Bloomington has 1.2 officers per 1000 people, which Diekhoff said is the lowest in the state. This ratio is 25 percent lower from suggested standards. However, he said crime rates per 1000 people in Bloomington were lower than in other cities of similar size.

Though 51,000 calls were responded to, more than 66,000 calls to 911 were made last year. Calls to other city emergency lines totaled nearly 61,000, and Monroe County dispatch received nearly 37,000 calls.

The United States Department of Justice set benchmarks in 2015 for local law enforcement agencies to meet, such as publicly announcing reports and summary statements, forming procedures for de-escalating mass protests and having every officer equipped with a first aid kit. Diekhoff said BPD meets 60 of the 64 benchmarks but would like to do better. 

Publice meetings will take place Feb. 20, March 1 and March 6 to discuss the report, what it means and what BPD could do to meet all standards.

BPD is also seeking accreditation from the Commission on Accreditation for Law Enforcement Agencies. Only 19 agencies in Indiana are accredited under CALEA.

“It’s a big deal to do this,” Diekhoff said. 

BPD hopes to have a mock evaluation done in June and then gain full accreditation in 2018.

Moore said the Bloomington Fire Deparment received almost 3,900 calls last year, a 2.8-percent increase from 2015.

“As long as we’re maintaining at or below the population growth, then we are not really becoming less safe,” Moore said. 

He said two people died in fires last year, but death rates from fires do not correlate with the number of fire calls in a year. Moore did say, however, that 88 percent of people who died from fires in Bloomington in the last 10 years did not have smoke detectors.

Moore said false alarm calls have decreased significantly. IU has the most fire alarms compared to other places around the city, which means more false calls are made to campus. While some false calls have initial emergency intentions, Moore said there have been years where more than a hundred were considered to be malicious alarms. Only four have been made this year thanks to a crackdown from IU, Moore said.

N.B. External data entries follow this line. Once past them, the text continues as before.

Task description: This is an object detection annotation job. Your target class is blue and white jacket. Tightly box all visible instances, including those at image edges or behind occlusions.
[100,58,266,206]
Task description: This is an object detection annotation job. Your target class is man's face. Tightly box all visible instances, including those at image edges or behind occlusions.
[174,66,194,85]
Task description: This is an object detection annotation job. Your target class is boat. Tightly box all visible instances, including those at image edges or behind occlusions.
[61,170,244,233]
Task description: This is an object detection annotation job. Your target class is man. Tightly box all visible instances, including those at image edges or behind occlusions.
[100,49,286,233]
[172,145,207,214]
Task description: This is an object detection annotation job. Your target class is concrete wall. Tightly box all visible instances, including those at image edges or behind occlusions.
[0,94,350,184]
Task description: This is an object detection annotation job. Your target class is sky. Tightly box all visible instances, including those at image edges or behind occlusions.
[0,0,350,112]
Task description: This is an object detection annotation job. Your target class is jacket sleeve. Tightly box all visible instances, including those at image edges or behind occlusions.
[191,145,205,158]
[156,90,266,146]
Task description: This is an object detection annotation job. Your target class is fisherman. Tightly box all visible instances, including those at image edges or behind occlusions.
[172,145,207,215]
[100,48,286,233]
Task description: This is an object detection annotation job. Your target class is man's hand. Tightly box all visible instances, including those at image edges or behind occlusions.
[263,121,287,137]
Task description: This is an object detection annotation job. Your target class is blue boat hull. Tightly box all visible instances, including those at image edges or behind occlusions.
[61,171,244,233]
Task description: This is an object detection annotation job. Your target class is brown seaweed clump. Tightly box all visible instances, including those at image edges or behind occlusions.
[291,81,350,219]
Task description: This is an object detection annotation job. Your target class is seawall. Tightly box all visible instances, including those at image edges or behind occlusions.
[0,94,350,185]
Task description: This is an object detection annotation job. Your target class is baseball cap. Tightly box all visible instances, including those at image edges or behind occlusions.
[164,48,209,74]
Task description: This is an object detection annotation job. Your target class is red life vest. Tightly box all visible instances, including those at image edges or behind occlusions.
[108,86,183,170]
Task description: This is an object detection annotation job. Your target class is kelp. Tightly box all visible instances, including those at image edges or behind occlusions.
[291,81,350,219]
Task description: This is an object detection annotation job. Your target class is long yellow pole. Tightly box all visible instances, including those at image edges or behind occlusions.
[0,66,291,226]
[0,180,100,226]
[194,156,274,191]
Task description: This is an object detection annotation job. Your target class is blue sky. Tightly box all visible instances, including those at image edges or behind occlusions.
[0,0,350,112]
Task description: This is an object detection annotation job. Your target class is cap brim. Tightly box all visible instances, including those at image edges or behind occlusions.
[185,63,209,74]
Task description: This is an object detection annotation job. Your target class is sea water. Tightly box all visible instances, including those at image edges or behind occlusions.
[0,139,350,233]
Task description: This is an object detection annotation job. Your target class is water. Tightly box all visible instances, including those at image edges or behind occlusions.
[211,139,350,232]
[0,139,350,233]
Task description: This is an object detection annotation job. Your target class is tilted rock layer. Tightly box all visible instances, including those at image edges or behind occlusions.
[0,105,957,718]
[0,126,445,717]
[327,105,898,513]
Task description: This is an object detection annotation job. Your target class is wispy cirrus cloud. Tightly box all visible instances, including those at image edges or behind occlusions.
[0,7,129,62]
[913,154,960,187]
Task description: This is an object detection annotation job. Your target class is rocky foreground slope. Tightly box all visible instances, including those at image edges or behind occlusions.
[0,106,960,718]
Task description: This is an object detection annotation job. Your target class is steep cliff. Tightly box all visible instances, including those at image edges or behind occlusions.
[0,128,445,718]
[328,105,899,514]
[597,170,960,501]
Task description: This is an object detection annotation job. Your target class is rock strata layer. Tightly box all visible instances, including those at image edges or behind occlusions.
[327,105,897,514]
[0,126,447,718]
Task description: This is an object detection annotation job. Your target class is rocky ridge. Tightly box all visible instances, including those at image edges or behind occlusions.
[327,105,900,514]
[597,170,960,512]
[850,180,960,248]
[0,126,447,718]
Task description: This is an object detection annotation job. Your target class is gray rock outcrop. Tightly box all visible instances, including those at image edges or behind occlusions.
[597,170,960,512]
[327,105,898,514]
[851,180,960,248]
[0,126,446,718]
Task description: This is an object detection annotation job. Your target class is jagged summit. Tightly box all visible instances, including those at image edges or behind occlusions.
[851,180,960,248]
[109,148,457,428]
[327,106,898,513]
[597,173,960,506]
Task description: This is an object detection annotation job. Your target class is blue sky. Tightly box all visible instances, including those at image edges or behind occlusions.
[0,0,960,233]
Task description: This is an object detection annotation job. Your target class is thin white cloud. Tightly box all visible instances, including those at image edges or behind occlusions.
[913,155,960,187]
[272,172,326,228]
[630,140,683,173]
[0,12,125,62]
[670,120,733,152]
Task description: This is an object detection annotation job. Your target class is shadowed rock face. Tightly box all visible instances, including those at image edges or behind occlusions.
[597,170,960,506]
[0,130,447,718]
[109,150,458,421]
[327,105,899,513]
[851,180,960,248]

As of October, BFD was meeting response time goals, Moore said. The self-imposed goals are to respond to a call within 10 minutes 98 percent of the time, and within five minutes 80 percent of the time. Moore said BFD was just shy of its goals last year, but that some of the outliers were caused by inaccurate reporting. BFD plans to upgrade its data collecting system in which response times would be totaled by dispatches.

Mayor Hamilton led the presentation expressing the importance of these reports.

“The first job a city administration is public safety,” he said.